First published Sat Aug 1, 2015; substantive revision Tue Oct 29, 2019

Conservatism and its modernising, anti-traditionalist rivals, liberalism and socialism, are the most influential political philosophies and ideologies of the post-Enlightenment era. Conservatives criticise their rivals for making a utopian exaggeration of the power of theoretical reason, and of human perfectibility. Conservative prescriptions are based on what they regard as experience rather than reason; for them, the ideal and the practical are inseparable. Most commentators regard conservatism as a modern political philosophy, even though it exhibits the standpoint of paternalism or authority, rather than freedom. As John Gray writes, while liberalism is the dominant political theory of the modern age, conservatism, despite appealing to tradition, is also a response to the challenges of modernity. The roots of all three standpoints “may be traced back to the crises of seventeenth-century England, but [they] crystallised into definite traditions of thought and practice only [after] the French Revolution” (Gray 1995: 78).

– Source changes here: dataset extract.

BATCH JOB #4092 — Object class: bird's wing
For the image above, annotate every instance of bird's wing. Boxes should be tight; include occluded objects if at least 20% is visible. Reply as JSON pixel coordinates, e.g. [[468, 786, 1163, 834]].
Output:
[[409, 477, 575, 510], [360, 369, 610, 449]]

It is contested both what conservatism is, and what it could or ought to be—both among the public and politicians, and among the philosophers and political theorists that this article focuses on. Popularly, “conservative” is a generic term for “right-wing viewpoint occupying the political spectrum between liberalism and fascism”. Philosophical commentators offer a more distinctive characterisation. Many treat it as a standpoint that is sceptical of abstract reasoning in politics, and that appeals instead to living tradition, allowing for the possibility of limited political reform. On this view, conservatism is neither dogmatic reaction, nor the right-wing radicalism of Margaret Thatcher or contemporary American “neo-conservatives”. Other commentators, however, contrast this “pragmatic conservatism” with a universalist “rational conservatism” that is not sceptical of reason, and that regards a community with a hierarchy of authority as most conducive to human well-being (Skorupski 2015).